Bloomberg could hardly ask for a better rhetorical environment. As Trump showed, no one benefits from a cultural fixation on microaggressions more than serial macroaggressors, whose bad deeds shrink in seeming significance among endless callouts.
The takeaway here is not that racism or sexism can be discussed only in their most egregious incarnations. A healthy public discourse should accommodate constructive criticism directed at venial sins. But too often, criticism touching race or gender is aimed at destroying alleged sinners rather than at improving society, and framed in maximalist terms for political or rhetorical advantage. As a result, the electorate grows less able to distinguish between transgressions as trivial as well-intentioned but poorly chosen words and as serious as civil-rights abrogations.

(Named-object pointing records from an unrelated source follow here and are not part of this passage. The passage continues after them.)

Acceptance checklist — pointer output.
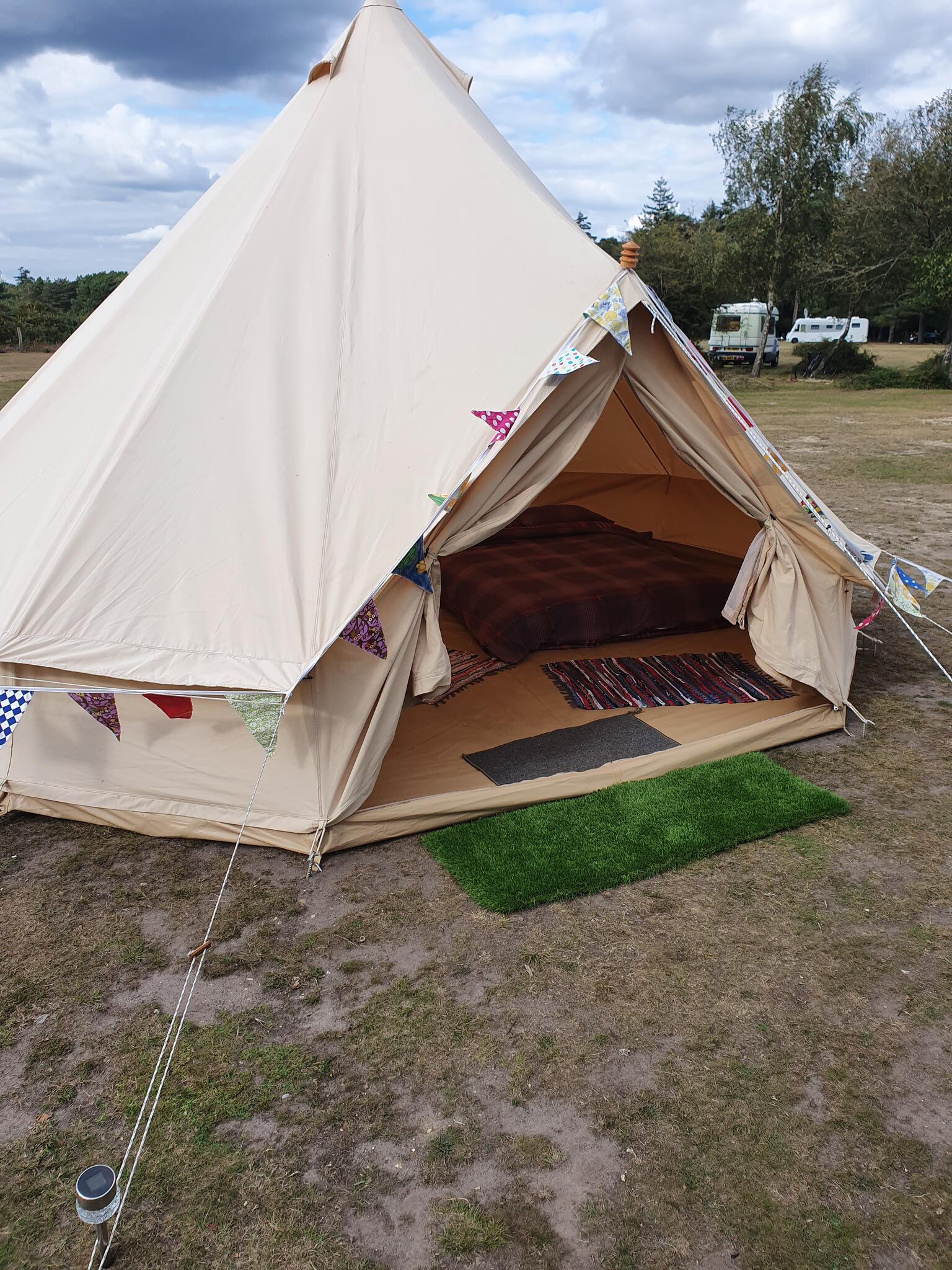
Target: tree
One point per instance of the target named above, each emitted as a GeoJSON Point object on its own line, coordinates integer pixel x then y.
{"type": "Point", "coordinates": [584, 225]}
{"type": "Point", "coordinates": [783, 171]}
{"type": "Point", "coordinates": [614, 247]}
{"type": "Point", "coordinates": [662, 205]}
{"type": "Point", "coordinates": [690, 265]}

That no one is perfect on issues of race and gender is perhaps true. That anything short of perfection is attacked with the same vitriol and ferocity as malfeasance is a problem for Democrats, because when everything is problematic, nothing is.
The politics that result are more dangerous for the least powerful, because as much effort is expended “protecting” them from clumsy words as from proponents of institutionalized state violence.
My colleague John McWhorter, with whom I often agree, adroitly captured the awfulness of stop-and-frisk in an article last week, but argued that beating Trump is too important to treat that policy as disqualifying. “What black Americans want by overwhelming margins is for a moral and intelligent candidate to replace Donald Trump,” he wrote, “and fetishizing wokeness above all other concerns may be antithetical to that paramount goal.” In my estimation, “fetishizing wokeness” is when a commentator turns on Buttigieg’s candidacy, as one observer did in the Los Angeles Times, because Buttigieg once attempted political outreach to Tea Partiers, demanded the resignation of a black police chief who broke wiretapping laws, and put out a list of people who endorsed his Douglass Plan for Black America that was roughly 40 percent white.
In contrast, Bloomberg’s policies did not merely violate an “up-to-the-minute” woke test predicated on purity politics that no one can satisfy. Stop-and-frisk is the stuff of police states.
McWhorter went on:
For some, stop-and-frisk is a deal-breaker. Note how modern—up-to-the minute, even—it seems to disqualify Bloomberg for one mistake on race, even if he would govern better than Trump has in all ways. It’s straight from the woke playbook. Freezing out the former mayor would also be a kind of atonement for the left’s having let pass Hillary Clinton’s “superpredator” comment in the 1990s. Atonement is the operative word here. To shout down Bloomberg because of that one policy would constitute a strain of anti-racism that has all the characteristics of religion rather than rationality.
To me, considering Bloomberg disqualified in a Democratic primary is a rational response to his record, not a religious one, because he long pursued and defended abhorrent policies. In addition to failing the woke test, he fails the treating people of all races with equal dignity test, the upholding civil rights test, the adhering to the Constitution test, and the authoritarian test. Our era’s woke rhetoric makes it hard for even keen observers to discern how relatively awful his record was and the threat he still poses if elected. And that is a strike against it.